ROAINov 3, 2023

RT-Trajectory: Robotic Task Generalization via Hindsight Trajectory Sketches

arXiv:2311.01977v2142 citationsh-index: 47
Originality Incremental advance
AI Analysis

This addresses the challenge of task generalization in robotics, allowing robots to adapt to new tasks without extensive retraining, though it is incremental in leveraging trajectory sketches for policy conditioning.

The paper tackles the problem of robotic task generalization by introducing RT-Trajectory, a method that uses rough trajectory sketches to condition policies, enabling robots to perform new tasks beyond their training data, such as folding, with improved performance over language- and goal-conditioned approaches.

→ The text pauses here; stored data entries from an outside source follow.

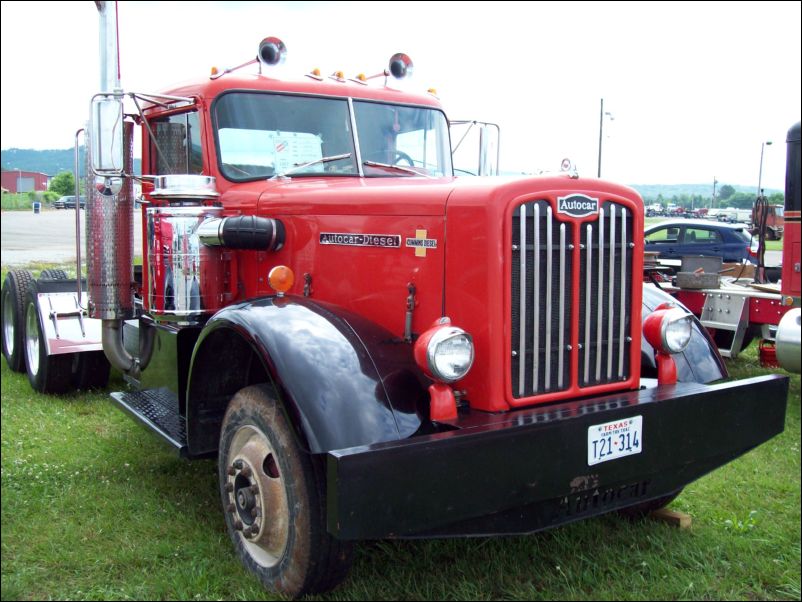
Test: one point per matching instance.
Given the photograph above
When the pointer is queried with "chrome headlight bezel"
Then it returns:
(444, 341)
(676, 329)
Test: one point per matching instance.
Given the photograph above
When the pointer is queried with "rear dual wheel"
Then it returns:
(273, 495)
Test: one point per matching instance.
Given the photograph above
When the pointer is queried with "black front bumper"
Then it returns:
(528, 470)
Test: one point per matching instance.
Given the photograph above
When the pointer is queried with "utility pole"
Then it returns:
(713, 200)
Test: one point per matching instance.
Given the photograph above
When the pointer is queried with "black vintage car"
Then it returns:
(68, 202)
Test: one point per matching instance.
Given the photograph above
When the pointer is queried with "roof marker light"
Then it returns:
(272, 51)
(400, 66)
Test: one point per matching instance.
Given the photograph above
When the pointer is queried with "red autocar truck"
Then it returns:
(370, 346)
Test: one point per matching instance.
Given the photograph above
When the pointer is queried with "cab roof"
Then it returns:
(206, 90)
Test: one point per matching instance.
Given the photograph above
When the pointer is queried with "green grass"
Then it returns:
(94, 507)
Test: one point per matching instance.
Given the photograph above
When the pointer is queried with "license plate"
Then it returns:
(613, 440)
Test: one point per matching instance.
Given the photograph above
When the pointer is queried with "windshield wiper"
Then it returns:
(301, 166)
(408, 170)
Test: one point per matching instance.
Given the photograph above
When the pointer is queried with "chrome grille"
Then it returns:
(542, 309)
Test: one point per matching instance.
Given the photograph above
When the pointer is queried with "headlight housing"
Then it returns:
(445, 352)
(668, 329)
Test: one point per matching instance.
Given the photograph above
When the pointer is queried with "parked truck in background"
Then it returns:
(372, 347)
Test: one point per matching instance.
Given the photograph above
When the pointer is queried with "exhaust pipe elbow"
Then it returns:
(114, 349)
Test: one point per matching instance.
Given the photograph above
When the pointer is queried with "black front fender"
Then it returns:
(343, 381)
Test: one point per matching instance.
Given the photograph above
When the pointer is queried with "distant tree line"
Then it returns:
(726, 196)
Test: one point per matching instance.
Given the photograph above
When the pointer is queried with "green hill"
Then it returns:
(650, 192)
(50, 162)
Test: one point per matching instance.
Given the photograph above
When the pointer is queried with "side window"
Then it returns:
(664, 235)
(702, 236)
(175, 147)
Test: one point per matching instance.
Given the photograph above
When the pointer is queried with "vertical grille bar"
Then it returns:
(600, 297)
(611, 296)
(536, 295)
(623, 301)
(549, 259)
(522, 300)
(588, 289)
(561, 337)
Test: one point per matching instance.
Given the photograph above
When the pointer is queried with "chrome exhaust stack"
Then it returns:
(109, 208)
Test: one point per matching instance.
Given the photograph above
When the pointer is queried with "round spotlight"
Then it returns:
(400, 66)
(272, 51)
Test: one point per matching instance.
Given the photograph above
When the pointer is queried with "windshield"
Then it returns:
(414, 138)
(262, 135)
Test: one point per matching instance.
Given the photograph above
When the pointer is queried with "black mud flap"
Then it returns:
(530, 470)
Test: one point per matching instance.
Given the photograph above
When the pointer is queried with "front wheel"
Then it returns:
(15, 288)
(273, 497)
(46, 373)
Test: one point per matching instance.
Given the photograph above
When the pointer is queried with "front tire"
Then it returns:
(15, 288)
(273, 496)
(46, 373)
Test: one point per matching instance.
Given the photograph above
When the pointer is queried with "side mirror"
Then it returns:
(107, 134)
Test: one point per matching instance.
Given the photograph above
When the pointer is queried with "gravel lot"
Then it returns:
(47, 236)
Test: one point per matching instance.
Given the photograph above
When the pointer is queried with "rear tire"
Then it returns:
(15, 288)
(46, 373)
(274, 499)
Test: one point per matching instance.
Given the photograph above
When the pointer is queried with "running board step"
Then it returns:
(157, 409)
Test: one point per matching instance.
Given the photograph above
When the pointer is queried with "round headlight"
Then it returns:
(449, 354)
(676, 330)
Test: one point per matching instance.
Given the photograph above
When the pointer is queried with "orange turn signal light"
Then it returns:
(281, 279)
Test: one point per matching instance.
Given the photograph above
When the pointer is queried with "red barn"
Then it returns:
(18, 180)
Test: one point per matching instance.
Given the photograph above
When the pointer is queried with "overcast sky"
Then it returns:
(694, 88)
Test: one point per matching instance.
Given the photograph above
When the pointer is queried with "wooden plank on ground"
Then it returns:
(672, 517)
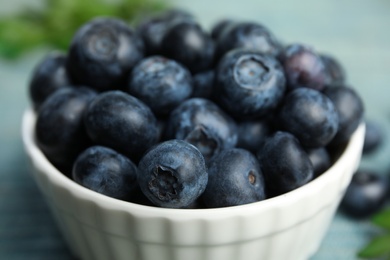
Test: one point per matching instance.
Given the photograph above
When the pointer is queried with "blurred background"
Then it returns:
(354, 31)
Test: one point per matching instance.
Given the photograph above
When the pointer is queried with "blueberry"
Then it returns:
(188, 44)
(105, 171)
(373, 137)
(60, 132)
(48, 76)
(365, 195)
(247, 35)
(219, 27)
(320, 159)
(203, 124)
(153, 29)
(350, 109)
(161, 83)
(249, 84)
(121, 122)
(284, 163)
(235, 178)
(334, 70)
(204, 84)
(304, 67)
(310, 116)
(172, 174)
(102, 53)
(253, 133)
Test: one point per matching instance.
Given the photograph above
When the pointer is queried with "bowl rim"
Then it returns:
(40, 162)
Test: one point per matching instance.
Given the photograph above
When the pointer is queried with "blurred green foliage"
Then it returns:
(379, 246)
(55, 23)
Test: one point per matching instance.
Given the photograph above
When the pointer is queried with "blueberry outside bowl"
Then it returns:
(290, 226)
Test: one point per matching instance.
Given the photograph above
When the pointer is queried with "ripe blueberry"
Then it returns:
(153, 29)
(310, 116)
(284, 163)
(172, 174)
(161, 83)
(203, 84)
(246, 35)
(48, 76)
(235, 178)
(122, 122)
(105, 171)
(249, 84)
(253, 133)
(203, 124)
(102, 53)
(303, 67)
(59, 128)
(350, 110)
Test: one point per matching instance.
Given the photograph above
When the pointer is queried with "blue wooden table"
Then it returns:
(356, 31)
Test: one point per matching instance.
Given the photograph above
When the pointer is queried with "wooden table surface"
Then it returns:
(355, 31)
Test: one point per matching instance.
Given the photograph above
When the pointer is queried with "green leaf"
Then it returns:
(55, 24)
(382, 219)
(18, 36)
(378, 247)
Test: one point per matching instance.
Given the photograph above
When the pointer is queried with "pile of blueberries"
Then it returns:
(171, 115)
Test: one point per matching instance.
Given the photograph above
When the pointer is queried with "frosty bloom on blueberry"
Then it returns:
(173, 174)
(102, 53)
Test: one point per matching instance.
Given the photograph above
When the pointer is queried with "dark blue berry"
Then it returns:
(303, 67)
(173, 174)
(204, 84)
(320, 159)
(105, 171)
(122, 122)
(310, 116)
(248, 35)
(235, 178)
(48, 76)
(365, 195)
(218, 28)
(102, 53)
(249, 84)
(153, 29)
(59, 128)
(373, 137)
(203, 124)
(350, 110)
(253, 133)
(188, 44)
(284, 163)
(160, 83)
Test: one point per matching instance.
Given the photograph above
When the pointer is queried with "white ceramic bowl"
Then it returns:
(290, 226)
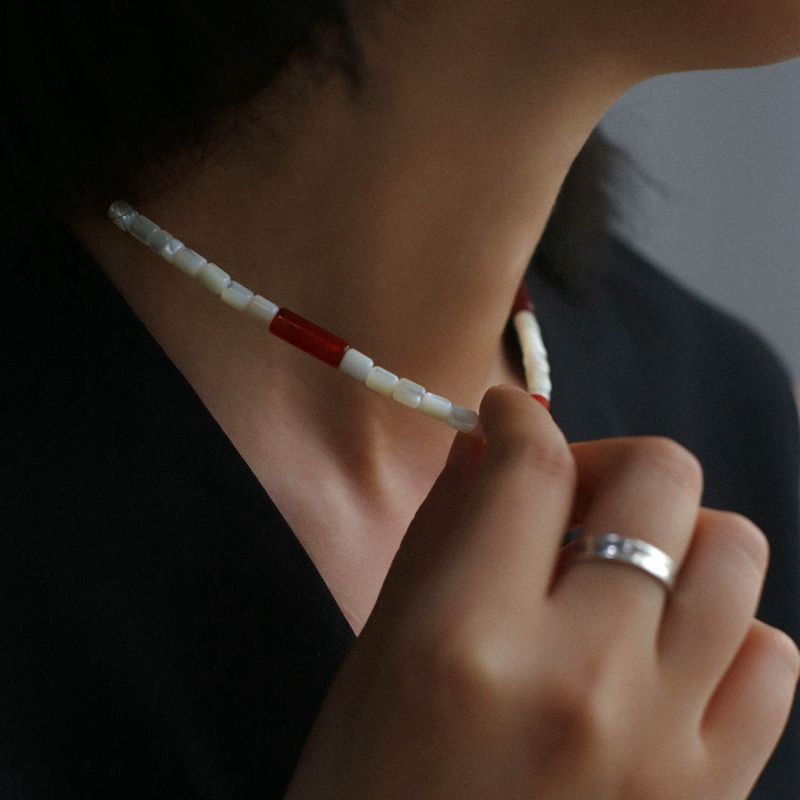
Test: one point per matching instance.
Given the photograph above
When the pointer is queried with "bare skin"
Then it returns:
(403, 219)
(429, 190)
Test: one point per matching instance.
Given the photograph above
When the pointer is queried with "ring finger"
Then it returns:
(649, 489)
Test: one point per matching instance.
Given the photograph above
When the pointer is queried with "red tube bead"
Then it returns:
(308, 337)
(542, 400)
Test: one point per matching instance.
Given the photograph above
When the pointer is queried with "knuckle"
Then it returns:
(584, 717)
(744, 535)
(782, 646)
(468, 671)
(550, 456)
(670, 461)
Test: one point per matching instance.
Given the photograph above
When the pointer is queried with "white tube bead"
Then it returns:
(158, 240)
(142, 228)
(237, 296)
(188, 261)
(381, 381)
(534, 353)
(436, 406)
(408, 393)
(356, 364)
(262, 309)
(171, 249)
(462, 419)
(121, 214)
(214, 278)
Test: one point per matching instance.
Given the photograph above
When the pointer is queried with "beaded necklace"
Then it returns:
(329, 348)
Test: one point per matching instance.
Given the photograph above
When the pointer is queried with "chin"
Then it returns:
(724, 34)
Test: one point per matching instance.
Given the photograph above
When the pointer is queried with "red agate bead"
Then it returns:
(540, 398)
(308, 337)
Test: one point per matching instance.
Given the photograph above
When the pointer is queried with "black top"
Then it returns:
(162, 631)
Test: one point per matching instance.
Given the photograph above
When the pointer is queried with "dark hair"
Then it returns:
(93, 93)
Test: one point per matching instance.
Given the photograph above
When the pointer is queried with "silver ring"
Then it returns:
(630, 552)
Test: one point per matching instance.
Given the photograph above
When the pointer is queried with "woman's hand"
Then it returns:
(480, 676)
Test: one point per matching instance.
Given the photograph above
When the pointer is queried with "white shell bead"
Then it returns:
(462, 419)
(158, 240)
(214, 278)
(408, 393)
(143, 228)
(262, 309)
(186, 260)
(436, 406)
(382, 381)
(171, 249)
(356, 364)
(237, 296)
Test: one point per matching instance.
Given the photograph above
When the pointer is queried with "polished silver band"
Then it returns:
(631, 552)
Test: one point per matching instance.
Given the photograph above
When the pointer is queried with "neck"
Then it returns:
(401, 220)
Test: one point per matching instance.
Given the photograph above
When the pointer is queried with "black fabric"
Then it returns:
(163, 633)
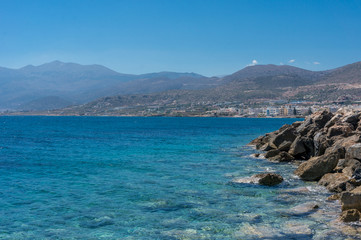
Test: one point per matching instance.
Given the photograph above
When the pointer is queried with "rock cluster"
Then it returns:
(329, 144)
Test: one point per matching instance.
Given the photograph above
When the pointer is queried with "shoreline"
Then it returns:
(329, 148)
(168, 116)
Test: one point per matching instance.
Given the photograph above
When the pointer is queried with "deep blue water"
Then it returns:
(147, 178)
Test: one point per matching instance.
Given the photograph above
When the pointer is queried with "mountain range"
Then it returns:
(56, 84)
(97, 90)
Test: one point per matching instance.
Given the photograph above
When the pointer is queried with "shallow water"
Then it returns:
(149, 178)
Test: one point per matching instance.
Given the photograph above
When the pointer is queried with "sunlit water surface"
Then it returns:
(149, 178)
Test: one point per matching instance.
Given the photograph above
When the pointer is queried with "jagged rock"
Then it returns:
(353, 119)
(350, 215)
(321, 118)
(354, 151)
(309, 145)
(286, 135)
(282, 157)
(303, 128)
(285, 146)
(334, 197)
(336, 130)
(296, 124)
(271, 153)
(336, 118)
(320, 143)
(269, 179)
(348, 166)
(304, 208)
(351, 200)
(256, 141)
(297, 147)
(335, 182)
(316, 167)
(356, 176)
(265, 147)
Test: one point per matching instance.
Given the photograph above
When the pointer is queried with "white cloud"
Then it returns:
(254, 62)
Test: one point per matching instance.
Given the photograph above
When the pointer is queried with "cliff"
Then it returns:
(329, 148)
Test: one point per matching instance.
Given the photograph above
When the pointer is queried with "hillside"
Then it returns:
(28, 88)
(250, 85)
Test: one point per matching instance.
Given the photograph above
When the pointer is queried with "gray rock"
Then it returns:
(265, 147)
(354, 152)
(285, 146)
(350, 215)
(337, 130)
(271, 153)
(351, 200)
(336, 118)
(303, 128)
(269, 179)
(321, 118)
(287, 135)
(316, 167)
(335, 182)
(297, 147)
(282, 157)
(352, 119)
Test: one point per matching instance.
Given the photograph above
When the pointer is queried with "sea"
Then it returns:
(152, 178)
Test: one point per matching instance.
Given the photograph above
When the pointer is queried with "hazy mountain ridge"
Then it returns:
(70, 83)
(249, 84)
(76, 84)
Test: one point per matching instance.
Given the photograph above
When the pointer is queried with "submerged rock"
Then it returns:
(331, 145)
(316, 167)
(335, 182)
(351, 200)
(269, 179)
(350, 215)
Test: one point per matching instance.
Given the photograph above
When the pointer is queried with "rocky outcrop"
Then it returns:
(269, 179)
(350, 215)
(329, 146)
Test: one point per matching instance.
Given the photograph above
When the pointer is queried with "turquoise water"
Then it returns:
(147, 178)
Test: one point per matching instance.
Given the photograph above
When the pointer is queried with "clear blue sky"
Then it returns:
(210, 37)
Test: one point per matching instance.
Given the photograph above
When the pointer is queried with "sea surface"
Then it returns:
(151, 178)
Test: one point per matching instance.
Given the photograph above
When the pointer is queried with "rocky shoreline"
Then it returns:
(328, 147)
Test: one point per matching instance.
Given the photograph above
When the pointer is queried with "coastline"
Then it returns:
(327, 147)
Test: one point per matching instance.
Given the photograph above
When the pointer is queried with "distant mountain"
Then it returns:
(26, 88)
(249, 85)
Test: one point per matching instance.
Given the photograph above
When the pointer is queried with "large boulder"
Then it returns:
(350, 215)
(335, 182)
(345, 129)
(321, 143)
(271, 153)
(269, 179)
(282, 157)
(351, 200)
(297, 147)
(305, 127)
(321, 118)
(316, 167)
(335, 119)
(354, 152)
(287, 135)
(285, 146)
(352, 118)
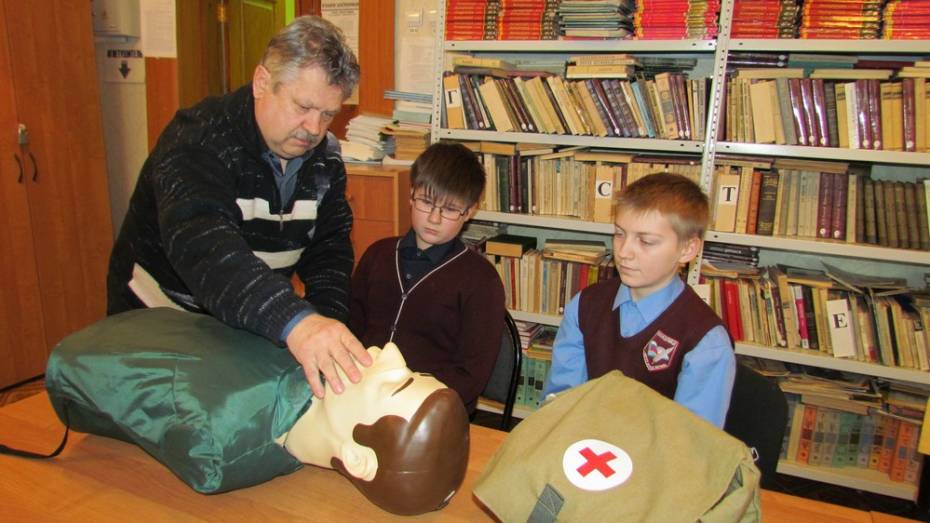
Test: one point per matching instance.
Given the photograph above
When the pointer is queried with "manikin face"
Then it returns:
(400, 437)
(387, 387)
(293, 118)
(431, 228)
(647, 251)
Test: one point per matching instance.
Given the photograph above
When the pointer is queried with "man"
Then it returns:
(243, 191)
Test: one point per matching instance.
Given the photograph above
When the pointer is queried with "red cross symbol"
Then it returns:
(596, 461)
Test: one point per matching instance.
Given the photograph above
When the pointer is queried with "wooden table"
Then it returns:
(100, 479)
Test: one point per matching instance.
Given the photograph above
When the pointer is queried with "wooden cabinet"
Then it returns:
(380, 201)
(55, 225)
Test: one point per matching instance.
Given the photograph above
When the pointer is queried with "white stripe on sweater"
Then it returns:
(260, 209)
(280, 260)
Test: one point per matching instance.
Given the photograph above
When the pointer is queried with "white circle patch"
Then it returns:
(592, 464)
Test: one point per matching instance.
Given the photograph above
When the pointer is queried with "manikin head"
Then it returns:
(400, 437)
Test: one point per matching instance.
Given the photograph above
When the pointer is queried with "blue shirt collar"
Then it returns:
(653, 305)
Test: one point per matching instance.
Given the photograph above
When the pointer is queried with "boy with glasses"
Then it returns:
(441, 303)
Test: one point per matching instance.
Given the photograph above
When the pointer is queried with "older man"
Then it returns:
(243, 191)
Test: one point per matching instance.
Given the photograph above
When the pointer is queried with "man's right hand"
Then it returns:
(319, 344)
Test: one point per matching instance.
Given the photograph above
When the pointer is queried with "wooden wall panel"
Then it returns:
(376, 58)
(161, 95)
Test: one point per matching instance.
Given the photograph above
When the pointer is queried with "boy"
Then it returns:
(440, 302)
(668, 338)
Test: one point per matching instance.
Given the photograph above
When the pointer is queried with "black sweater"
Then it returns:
(449, 324)
(206, 221)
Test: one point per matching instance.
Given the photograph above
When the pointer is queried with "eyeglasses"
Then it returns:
(447, 213)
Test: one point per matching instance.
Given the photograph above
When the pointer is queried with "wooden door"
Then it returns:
(53, 62)
(252, 23)
(22, 340)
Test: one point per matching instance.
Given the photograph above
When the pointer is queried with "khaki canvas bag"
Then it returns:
(615, 450)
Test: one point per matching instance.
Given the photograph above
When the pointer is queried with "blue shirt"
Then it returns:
(706, 378)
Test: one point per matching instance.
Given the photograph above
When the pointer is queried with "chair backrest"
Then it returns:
(502, 387)
(758, 415)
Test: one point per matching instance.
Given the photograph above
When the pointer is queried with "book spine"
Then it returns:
(908, 114)
(797, 110)
(891, 214)
(863, 122)
(810, 112)
(833, 132)
(825, 206)
(901, 215)
(923, 221)
(820, 110)
(875, 116)
(767, 201)
(754, 192)
(840, 206)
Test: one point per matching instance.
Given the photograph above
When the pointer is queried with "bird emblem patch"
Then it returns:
(659, 351)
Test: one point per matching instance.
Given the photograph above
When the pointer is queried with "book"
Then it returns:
(768, 195)
(512, 245)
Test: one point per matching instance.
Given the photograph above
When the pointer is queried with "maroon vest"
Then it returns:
(653, 356)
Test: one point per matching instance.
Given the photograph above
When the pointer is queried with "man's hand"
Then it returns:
(319, 344)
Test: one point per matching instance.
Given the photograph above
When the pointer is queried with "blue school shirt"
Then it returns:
(706, 378)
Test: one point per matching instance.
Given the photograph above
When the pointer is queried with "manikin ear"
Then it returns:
(471, 213)
(359, 461)
(690, 249)
(261, 81)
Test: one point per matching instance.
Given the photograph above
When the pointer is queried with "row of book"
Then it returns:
(534, 368)
(669, 105)
(595, 19)
(674, 19)
(787, 307)
(820, 200)
(502, 20)
(571, 182)
(856, 114)
(543, 281)
(831, 438)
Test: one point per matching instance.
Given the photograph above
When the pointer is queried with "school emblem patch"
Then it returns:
(659, 351)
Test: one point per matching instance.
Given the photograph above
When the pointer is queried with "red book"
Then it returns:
(797, 110)
(825, 206)
(809, 114)
(731, 299)
(863, 118)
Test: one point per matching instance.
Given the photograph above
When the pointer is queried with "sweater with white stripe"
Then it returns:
(207, 222)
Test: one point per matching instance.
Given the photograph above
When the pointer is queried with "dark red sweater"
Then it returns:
(450, 324)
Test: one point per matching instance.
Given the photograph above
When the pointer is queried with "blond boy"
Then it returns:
(648, 323)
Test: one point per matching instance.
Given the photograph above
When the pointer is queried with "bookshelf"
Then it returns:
(713, 55)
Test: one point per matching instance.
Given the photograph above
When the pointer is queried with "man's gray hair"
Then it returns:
(311, 41)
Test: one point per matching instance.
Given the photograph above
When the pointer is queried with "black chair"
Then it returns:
(758, 416)
(502, 387)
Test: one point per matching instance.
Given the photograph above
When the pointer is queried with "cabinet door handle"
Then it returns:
(35, 167)
(20, 164)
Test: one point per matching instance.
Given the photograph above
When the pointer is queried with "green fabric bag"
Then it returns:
(203, 398)
(613, 449)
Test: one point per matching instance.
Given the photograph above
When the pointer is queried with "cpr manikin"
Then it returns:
(401, 437)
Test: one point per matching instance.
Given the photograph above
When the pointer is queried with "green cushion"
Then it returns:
(204, 399)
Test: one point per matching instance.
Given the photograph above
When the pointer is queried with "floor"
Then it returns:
(789, 484)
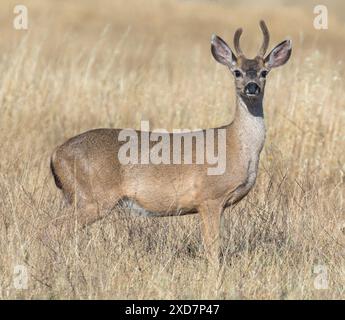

Generalization remains one of the most important desiderata for robust robot learning systems. While recently proposed approaches show promise in generalization to novel objects, semantic concepts, or visual distribution shifts, generalization to new tasks remains challenging. For example, a language-conditioned policy trained on pick-and-place tasks will not be able to generalize to a folding task, even if the arm trajectory of folding is similar to pick-and-place. Our key insight is that this kind of generalization becomes feasible if we represent the task through rough trajectory sketches. We propose a policy conditioning method using such rough trajectory sketches, which we call RT-Trajectory, that is practical, easy to specify, and allows the policy to effectively perform new tasks that would otherwise be challenging to perform. We find that trajectory sketches strike a balance between being detailed enough to express low-level motion-centric guidance while being coarse enough to allow the learned policy to interpret the trajectory sketch in the context of situational visual observations. In addition, we show how trajectory sketches can provide a useful interface to communicate with robotic policies: they can be specified through simple human inputs like drawings or videos, or through automated methods such as modern image-generating or waypoint-generating methods. We evaluate RT-Trajectory at scale on a variety of real-world robotic tasks, and find that RT-Trajectory is able to perform a wider range of tasks compared to language-conditioned and goal-conditioned policies, when provided the same training data.